The 2022 United States Senate special election in Oklahoma was held on November 8, 2022, to elect a member of the United States Senate for Oklahoma. The election took place concurrently with the regularly scheduled election for Oklahoma's other Senate seat. The candidate filing deadline was between April 13 and 15, 2022.

This special election was held to fill the remaining four years of incumbent Republican Senator Jim Inhofe's term. In February 2022, Inhofe announced that he would resign early at the end of the 117th United States Congress on January 3, 2023, reportedly due to long COVID. He was first elected in a 1994 special election with 55% of the vote, succeeding Democratic senator David Boren in the wake of his impending resignation to become president of the University of Oklahoma.
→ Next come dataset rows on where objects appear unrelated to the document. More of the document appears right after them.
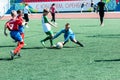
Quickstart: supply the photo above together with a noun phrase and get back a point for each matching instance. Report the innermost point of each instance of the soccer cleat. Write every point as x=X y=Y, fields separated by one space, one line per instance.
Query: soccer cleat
x=18 y=55
x=12 y=54
x=43 y=43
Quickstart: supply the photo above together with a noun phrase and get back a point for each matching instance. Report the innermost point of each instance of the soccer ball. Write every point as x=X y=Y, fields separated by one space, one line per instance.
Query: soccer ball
x=59 y=45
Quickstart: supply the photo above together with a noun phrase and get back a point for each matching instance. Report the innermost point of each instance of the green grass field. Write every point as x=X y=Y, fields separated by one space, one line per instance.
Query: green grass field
x=98 y=60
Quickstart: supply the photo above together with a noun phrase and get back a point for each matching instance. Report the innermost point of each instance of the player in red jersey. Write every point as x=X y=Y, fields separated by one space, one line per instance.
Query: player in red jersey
x=13 y=26
x=21 y=27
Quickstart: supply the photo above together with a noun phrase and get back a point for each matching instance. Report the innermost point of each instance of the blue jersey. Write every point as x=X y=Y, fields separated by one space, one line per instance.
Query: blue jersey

Most recently, Inhofe was re-elected to a fifth full term in 2020 with 62.9% of the vote.

Former U.S. Representative Kendra Horn secured the Democratic nomination by default, while the primary election for the Republican nomination took place on June 28, 2022. U.S. Representative Markwayne Mullin won the Republican primary runoff on August 23, defeating former State House Speaker T. W. Shannon. Mullin ultimately won the election.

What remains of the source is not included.